1. Berdasarkan Struktur/Desain
- Pallet Solid (Padat)
- Desain tanpa rongga, kuat untuk beban berat.
- Cocok untuk industri makanan/farmasi (mudah dibersihkan).
- Pallet Rackable
- Dirancang untuk penyimpanan rak (rack system).
- Memiliki kekuatan vertikal yang tinggi.
- Pallet Nestable (Nestable Pallets)
- Bisa disusun (nested) saat kosong untuk menghemat ruang.
- Umumnya ringan dan ekonomis.
- Pallet Stackable
- Memiliki desain yang memungkinkan penumpukan dengan stabil.
2. Berdasarkan Penggunaan
- Export Pallet
- Memenuhi standar internasional (misal: EUR, ISO).
- Contoh: Pallet EUR ukuran 1200×800 mm.
- Display Pallet
- Desain menarik untuk display retail.
- Anti-Slip Pallet
- Permukaan kasar atau bertekstur untuk mencegah barang tergelincir.
- Pallet dengan Feet (Kaki)
- Memiliki kaki untuk memudahkan forklift/alat angkat.
3. Berdasarkan Material
- HDPE (High-Density Polyethylene)
- Tahan kimia, kelembapan, dan UV.
- Umum untuk industri makanan.
- PP (Polypropylene)
- Lebih ringan tapi kuat, tahan benturan.
- Recycled Plastic Pallet
- Terbuat dari plastik daur ulang, lebih ekonomis dan ramah lingkungan.
4. Berdasarkan Beban Kerja
- Light-Duty (Kapasitas < 500 kg).
- Medium-Duty (500–1000 kg).
- Heavy-Duty (>1000 kg).
Contoh Standar Ukuran:
- EUR Pallet: 1200×800 mm (standar Eropa).

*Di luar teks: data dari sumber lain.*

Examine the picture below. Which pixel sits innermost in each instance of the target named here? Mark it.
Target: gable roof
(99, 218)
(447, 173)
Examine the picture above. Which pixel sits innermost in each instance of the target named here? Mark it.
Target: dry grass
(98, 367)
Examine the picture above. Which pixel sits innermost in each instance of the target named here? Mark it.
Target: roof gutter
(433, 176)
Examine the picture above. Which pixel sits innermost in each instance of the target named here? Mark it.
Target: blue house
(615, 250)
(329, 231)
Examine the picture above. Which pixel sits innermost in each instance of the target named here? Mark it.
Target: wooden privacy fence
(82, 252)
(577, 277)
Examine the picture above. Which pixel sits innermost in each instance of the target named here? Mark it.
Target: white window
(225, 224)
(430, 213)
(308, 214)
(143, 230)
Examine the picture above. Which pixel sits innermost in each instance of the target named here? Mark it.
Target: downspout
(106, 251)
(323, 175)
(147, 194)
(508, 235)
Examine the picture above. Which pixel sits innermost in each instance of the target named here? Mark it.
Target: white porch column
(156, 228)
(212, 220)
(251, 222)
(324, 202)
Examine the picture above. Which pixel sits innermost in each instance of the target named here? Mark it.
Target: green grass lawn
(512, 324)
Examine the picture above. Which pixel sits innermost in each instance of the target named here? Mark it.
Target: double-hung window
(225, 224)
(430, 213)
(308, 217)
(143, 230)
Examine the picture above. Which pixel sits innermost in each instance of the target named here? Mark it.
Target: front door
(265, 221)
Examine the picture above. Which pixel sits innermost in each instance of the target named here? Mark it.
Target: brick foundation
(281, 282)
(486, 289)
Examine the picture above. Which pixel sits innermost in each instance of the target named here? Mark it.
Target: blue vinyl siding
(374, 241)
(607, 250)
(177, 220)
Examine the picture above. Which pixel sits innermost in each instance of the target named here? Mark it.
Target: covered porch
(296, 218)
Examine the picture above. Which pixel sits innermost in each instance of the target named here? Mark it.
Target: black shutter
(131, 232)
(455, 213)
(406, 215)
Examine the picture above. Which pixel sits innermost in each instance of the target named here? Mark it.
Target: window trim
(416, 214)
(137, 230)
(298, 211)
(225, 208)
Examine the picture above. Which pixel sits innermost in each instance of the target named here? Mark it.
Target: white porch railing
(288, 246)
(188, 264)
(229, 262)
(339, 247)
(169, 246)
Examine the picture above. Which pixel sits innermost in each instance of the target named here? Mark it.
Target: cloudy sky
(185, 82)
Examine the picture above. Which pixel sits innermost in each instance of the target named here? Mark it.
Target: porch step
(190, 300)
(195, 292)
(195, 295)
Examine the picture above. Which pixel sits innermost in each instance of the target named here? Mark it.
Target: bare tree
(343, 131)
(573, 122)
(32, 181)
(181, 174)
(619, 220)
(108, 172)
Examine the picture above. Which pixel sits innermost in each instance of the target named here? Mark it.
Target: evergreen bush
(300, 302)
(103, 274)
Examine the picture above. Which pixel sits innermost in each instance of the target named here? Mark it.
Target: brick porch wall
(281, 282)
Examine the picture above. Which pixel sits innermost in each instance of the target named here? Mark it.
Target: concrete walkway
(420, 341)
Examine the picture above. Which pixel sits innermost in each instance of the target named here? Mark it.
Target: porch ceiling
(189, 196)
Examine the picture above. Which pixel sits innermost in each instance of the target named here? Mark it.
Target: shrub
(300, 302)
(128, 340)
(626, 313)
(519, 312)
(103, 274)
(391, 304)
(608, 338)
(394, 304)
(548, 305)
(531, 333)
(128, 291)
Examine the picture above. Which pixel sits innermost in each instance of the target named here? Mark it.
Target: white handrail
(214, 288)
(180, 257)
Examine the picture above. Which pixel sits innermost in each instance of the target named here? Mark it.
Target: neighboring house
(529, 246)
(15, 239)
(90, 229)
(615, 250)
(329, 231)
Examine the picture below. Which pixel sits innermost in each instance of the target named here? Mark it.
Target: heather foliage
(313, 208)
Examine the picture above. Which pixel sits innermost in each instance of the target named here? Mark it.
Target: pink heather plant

- ISO Pallet: 1200×1000 mm atau 1100×1100 mm.
- Standard US Pallet: 48×40 inci (1200×1000 mm).
Kelebihan Palet Plastik vs Kayu:
- Tahan air, jamur, dan serangga.
- Mudah dibersihkan (cocok untuk industri farmasi/makanan).
- Lebih awet dan bisa didaur ulang.
Jika Anda membutuhkan rekomendasi spesifik, sebutkan kebutuhan Anda (misal: untuk ekspor, gudang, atau beban berat).